Three teams in NFL history have intercepted three or fewer passes in a season. The 1982 Houston Oilers, who played nine games due to a strike, had three. The 2018 San Francisco 49ers intercepted only two. And the Texans last season had just three picks on 541 opponent passing attempts. One was by defensive end J.J. Watt, who isn't around anymore. The Texans have very few playmakers on defense, and it won't get better without Watt disrupting opponents up front. The Texans' defense ranked 30th in Football Outsiders' DVOA last season, and it could drop two spots this season unless new coordinator Lovie Smith can pull off a miracle.
Who is David Culley?
Culley was a surprise hire, and is a great story.
Culley, 65, is the oldest first-time head coach in NFL history. He worked for 27 years as an NFL assistant, with a few more years in college, but never got a shot to be a head coach or even an offensive coordinator. Culley spent the past two seasons as assistant head coach/pass coordinator/receivers coach with the Baltimore Ravens. The Texans were impressed with Culley's character and his positive attitude, which could come in handy this season.
"When you listen to people talk about David Culley, there are themes that continually repeat themselves," Texans GM Nick Caserio said at Culley's introductory news conference. "Themes such as what a special person he is, how much positive energy he emanates, a prime example of an individual that believes in servant leadership, someone who conducts himself in a way that brings out the best in others, and an outstanding communicator and teacher."

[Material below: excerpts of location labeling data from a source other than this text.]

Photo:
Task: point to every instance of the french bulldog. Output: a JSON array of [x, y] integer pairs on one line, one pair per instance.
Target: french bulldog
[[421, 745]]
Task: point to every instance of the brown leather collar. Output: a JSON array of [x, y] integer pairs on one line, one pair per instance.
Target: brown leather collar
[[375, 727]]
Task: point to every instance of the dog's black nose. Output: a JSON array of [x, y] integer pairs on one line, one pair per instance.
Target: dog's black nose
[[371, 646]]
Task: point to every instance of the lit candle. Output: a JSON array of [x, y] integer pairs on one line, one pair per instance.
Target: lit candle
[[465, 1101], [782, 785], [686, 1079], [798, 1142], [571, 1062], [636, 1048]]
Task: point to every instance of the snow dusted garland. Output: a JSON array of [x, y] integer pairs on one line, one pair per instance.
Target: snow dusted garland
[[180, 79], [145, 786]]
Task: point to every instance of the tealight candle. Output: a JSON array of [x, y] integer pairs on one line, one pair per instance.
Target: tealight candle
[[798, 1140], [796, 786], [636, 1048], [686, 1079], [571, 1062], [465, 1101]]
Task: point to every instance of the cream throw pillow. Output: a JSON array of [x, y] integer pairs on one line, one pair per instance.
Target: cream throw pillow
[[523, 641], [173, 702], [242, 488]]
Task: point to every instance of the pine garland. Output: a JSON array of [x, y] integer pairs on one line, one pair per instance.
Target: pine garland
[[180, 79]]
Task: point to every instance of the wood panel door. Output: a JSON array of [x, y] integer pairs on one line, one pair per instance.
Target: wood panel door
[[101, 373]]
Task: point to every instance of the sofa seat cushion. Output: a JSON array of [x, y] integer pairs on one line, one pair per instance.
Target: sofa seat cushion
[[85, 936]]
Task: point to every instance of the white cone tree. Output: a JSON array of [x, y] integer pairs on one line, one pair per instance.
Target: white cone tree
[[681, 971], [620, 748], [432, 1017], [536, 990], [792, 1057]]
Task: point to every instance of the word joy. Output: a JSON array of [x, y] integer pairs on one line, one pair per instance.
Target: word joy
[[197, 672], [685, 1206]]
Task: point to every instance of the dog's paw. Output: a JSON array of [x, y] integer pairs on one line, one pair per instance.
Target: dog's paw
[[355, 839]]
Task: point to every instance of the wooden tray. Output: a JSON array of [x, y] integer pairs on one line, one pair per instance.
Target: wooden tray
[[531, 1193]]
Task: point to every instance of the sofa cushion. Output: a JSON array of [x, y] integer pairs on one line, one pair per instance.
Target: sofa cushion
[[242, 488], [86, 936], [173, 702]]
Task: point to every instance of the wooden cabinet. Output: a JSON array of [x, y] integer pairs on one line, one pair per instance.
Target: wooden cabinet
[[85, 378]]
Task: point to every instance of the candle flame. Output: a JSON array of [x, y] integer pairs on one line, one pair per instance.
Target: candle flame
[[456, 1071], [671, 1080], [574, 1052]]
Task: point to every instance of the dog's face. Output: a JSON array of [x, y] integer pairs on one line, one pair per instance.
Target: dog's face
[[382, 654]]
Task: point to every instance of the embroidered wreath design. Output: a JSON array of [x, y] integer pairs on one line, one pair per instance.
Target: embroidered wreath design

Culley has a hard job ahead of him. During his introductory news conference, most of the questions were about Deshaun Watson, and that was long before any of the accusations were made against the quarterback. But he has a shot, finally.

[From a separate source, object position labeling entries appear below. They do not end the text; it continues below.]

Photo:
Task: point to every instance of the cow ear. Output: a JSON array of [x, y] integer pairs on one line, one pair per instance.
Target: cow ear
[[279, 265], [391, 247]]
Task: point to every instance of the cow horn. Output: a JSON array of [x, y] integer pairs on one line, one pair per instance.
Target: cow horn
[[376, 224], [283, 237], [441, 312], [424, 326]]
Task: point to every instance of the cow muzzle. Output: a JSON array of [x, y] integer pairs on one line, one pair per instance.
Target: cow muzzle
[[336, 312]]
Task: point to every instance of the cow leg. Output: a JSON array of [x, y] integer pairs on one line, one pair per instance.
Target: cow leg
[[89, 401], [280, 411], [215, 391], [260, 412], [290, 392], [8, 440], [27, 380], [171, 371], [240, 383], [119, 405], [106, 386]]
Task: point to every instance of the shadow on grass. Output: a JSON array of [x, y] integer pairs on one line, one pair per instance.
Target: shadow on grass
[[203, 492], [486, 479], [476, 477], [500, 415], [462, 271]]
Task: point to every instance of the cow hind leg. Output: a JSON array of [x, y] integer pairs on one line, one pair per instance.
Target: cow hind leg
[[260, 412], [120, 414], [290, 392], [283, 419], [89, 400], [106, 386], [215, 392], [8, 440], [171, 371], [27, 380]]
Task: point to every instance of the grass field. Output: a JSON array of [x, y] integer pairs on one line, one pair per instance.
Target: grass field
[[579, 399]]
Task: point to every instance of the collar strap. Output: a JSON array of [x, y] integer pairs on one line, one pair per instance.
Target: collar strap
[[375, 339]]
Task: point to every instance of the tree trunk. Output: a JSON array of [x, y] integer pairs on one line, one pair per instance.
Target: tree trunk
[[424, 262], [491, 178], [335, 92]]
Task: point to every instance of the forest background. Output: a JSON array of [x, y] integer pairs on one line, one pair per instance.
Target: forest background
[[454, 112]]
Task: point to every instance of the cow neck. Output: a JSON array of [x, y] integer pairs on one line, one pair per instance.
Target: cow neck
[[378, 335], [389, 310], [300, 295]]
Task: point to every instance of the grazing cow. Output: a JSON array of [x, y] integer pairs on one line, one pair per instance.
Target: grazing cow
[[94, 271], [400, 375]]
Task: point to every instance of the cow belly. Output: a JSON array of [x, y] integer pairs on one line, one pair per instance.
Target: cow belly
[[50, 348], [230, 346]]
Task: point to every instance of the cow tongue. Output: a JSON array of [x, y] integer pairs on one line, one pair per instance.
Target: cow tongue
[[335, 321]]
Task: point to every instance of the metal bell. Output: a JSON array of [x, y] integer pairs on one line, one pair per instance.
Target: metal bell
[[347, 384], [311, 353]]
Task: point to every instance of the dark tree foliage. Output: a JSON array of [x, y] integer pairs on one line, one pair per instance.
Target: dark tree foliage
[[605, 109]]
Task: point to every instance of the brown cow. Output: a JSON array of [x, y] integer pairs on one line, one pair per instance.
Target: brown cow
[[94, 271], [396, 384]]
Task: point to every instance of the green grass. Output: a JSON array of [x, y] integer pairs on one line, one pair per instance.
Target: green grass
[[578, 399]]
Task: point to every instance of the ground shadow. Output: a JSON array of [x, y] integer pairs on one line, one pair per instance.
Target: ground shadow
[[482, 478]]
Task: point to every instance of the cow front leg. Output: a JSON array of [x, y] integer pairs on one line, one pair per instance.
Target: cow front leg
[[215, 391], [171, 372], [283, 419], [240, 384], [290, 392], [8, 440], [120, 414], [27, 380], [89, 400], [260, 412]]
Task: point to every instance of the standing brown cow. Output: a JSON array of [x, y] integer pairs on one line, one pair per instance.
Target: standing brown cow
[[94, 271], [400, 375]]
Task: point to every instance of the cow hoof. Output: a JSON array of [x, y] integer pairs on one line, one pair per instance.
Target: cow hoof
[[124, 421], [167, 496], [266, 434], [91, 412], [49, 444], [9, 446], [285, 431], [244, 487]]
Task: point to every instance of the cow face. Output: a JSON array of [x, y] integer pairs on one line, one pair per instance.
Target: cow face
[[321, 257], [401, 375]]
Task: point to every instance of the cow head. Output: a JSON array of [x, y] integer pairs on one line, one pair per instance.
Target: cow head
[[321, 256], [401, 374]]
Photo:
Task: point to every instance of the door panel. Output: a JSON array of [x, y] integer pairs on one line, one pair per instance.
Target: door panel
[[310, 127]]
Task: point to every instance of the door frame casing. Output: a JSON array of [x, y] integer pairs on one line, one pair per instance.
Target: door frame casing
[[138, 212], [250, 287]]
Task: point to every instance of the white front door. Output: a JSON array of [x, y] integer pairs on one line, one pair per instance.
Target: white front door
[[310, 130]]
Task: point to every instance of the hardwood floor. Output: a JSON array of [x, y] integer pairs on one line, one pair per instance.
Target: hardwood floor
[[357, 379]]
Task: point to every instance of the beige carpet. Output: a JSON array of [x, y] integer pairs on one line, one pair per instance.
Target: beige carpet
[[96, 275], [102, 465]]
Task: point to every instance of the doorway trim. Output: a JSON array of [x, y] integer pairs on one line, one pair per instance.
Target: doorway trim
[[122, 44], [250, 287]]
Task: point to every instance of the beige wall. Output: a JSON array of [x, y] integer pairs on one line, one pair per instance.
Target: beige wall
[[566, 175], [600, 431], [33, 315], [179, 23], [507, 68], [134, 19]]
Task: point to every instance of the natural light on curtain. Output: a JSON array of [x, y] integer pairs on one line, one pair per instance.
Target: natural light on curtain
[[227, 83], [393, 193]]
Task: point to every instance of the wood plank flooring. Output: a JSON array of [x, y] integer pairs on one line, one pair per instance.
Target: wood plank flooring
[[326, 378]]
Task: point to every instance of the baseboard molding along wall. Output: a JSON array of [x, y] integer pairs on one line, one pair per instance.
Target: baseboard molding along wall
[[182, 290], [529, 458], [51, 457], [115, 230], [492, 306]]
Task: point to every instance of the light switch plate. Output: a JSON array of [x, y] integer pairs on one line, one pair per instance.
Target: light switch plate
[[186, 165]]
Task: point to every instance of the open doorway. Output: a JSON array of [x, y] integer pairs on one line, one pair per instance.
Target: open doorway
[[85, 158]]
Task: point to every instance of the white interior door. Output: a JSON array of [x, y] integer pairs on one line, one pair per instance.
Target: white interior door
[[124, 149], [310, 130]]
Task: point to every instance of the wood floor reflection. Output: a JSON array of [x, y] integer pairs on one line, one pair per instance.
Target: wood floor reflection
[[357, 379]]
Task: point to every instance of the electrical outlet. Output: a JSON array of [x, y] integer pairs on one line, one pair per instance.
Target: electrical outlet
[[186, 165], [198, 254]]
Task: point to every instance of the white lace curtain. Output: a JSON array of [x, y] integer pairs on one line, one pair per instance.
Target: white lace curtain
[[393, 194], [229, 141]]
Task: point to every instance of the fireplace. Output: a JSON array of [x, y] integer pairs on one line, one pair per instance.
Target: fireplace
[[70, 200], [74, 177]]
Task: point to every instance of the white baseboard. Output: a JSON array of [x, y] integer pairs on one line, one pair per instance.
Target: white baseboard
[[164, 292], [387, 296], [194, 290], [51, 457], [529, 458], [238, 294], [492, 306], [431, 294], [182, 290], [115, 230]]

“Guys are going to rally behind him and support him, and they’ll want to play their best for him,” running back Mark Ingram said, according to the Houston Chronicle. “That’s the type of guy he is. He’s going to be a player’s coach who’s real and will support his players and his team. You want to go hard for a guy like that.”
Maybe David Culley's positive attitude rubs off, the Deshaun Watson situation gets settled and the Texans don't finish in last place of the AFC South. It's hard to expect anything more than that. The biggest win this year would be finding some solid young pieces, Culley proving he was the right hire and getting an answer to the future at quarterback whether it's Watson, Davis Mills or the first pick of the 2022 draft. Any positive news in Houston would be welcomed.

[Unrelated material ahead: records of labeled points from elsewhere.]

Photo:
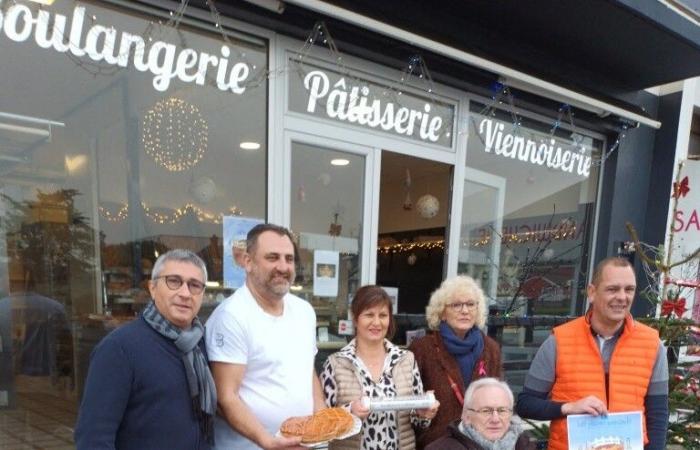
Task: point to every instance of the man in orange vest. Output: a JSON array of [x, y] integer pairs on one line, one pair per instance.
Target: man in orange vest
[[602, 362]]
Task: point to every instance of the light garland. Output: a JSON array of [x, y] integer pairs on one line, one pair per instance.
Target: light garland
[[168, 218], [554, 234], [117, 217], [407, 247], [175, 134]]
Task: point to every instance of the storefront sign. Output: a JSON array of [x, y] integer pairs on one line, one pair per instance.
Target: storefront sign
[[324, 93], [686, 234], [106, 45], [534, 148]]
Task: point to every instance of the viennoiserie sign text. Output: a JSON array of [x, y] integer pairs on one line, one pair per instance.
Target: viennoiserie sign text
[[545, 151]]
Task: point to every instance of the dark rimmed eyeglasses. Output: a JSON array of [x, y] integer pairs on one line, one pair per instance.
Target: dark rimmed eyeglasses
[[488, 412], [174, 282], [457, 307]]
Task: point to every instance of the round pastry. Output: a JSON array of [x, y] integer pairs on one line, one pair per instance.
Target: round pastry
[[294, 426], [324, 425]]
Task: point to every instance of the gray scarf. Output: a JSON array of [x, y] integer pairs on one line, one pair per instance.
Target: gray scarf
[[507, 442], [200, 382]]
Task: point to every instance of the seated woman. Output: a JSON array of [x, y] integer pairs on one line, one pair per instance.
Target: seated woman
[[486, 421], [456, 351], [371, 366]]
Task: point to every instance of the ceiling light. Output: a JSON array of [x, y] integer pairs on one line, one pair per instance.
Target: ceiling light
[[249, 145], [75, 163]]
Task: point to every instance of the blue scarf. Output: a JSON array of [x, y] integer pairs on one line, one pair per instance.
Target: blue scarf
[[466, 351]]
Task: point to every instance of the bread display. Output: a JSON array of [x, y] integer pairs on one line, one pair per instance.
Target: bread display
[[324, 425]]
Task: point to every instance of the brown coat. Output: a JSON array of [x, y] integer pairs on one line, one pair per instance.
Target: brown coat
[[455, 440], [434, 363]]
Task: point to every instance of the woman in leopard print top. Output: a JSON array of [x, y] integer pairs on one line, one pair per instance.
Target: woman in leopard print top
[[372, 366]]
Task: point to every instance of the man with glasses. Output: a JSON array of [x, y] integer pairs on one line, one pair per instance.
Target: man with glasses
[[602, 362], [149, 384], [262, 343], [486, 421]]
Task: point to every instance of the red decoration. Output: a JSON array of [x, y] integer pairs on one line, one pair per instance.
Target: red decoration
[[670, 306], [681, 189]]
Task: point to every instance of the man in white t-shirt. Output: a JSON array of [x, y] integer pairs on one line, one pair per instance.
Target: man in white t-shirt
[[261, 343]]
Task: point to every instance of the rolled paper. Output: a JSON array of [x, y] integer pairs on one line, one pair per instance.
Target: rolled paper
[[399, 403]]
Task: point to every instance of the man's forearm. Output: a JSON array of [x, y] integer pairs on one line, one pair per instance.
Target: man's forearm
[[536, 405], [319, 397], [656, 415], [242, 419]]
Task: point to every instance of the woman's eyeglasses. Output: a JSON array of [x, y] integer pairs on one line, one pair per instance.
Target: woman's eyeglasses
[[174, 282], [488, 412], [457, 307]]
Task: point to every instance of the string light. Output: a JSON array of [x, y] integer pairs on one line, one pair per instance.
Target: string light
[[555, 234], [407, 247], [119, 216], [175, 134], [169, 218]]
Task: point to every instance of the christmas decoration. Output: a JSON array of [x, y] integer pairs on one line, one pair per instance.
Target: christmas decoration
[[407, 202], [175, 134], [203, 189], [428, 206]]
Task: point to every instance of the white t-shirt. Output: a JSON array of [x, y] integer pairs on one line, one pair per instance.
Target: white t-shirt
[[279, 356]]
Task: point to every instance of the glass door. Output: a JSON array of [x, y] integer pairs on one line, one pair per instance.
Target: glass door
[[328, 211]]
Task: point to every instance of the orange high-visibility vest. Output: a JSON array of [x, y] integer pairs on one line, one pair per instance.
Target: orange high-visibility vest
[[580, 371]]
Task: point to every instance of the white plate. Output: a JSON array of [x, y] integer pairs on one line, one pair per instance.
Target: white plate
[[356, 427]]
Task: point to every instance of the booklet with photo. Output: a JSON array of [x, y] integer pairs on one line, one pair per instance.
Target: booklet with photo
[[616, 431]]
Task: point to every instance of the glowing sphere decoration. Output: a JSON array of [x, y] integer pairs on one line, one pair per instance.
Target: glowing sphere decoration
[[175, 134], [203, 189], [428, 206]]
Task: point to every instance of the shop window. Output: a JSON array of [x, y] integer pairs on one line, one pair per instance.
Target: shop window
[[109, 156], [527, 219]]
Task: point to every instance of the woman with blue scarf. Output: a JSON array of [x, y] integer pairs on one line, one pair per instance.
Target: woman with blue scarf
[[455, 352]]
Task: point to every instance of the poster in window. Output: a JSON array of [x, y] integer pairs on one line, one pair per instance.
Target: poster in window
[[393, 293], [236, 230], [326, 273], [615, 431]]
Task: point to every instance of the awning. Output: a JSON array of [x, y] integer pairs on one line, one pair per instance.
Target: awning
[[590, 54]]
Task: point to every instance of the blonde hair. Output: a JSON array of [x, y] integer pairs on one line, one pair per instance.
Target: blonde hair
[[448, 290]]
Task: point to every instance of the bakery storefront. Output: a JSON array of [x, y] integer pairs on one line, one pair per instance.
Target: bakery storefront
[[126, 131]]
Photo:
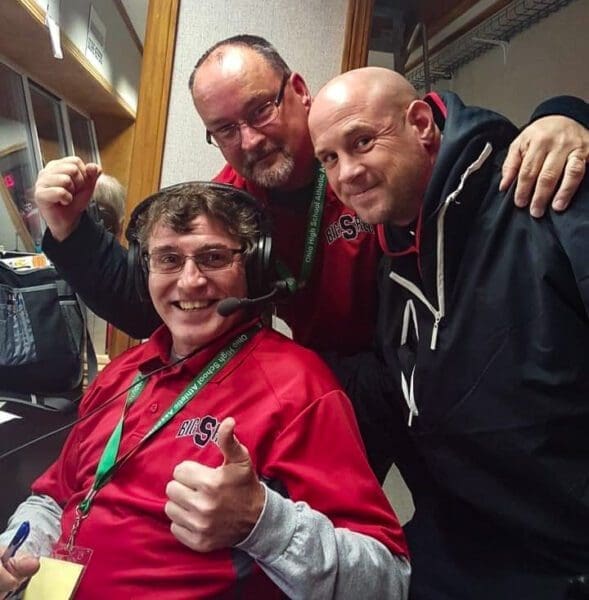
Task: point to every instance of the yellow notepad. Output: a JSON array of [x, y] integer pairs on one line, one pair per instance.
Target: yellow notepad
[[55, 580]]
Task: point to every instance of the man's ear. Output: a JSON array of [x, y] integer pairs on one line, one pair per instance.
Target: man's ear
[[420, 117], [300, 88]]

It's hard to predict an 0-17 season for any team, but it can't be ruled out. If Deshaun Watson doesn't play for Houston, the Texans could have the worst offense and the worst defense in the NFL, with a first-time head coach and one of the hardest schedules in the NFL. And if Watson is traded it could be for far less than a team should get for an elite QB, for reasons we all understand. This season could be historically ugly.
I'd like to offer some prediction on what will happen with Deshaun Watson, but I have no idea how it turns out. No matter if Watson plays all season, some of the season, none of the season or for another team, I can't figure out how the Texans win more than four games. They went 4-12 last season with a quarterback playing at an elite level; what would they have been without him? And the roster as a whole is worse this season. This is a long-term rebuild, and Texans fans would probably be happy with any signs the franchise knows how to dig out of this mess.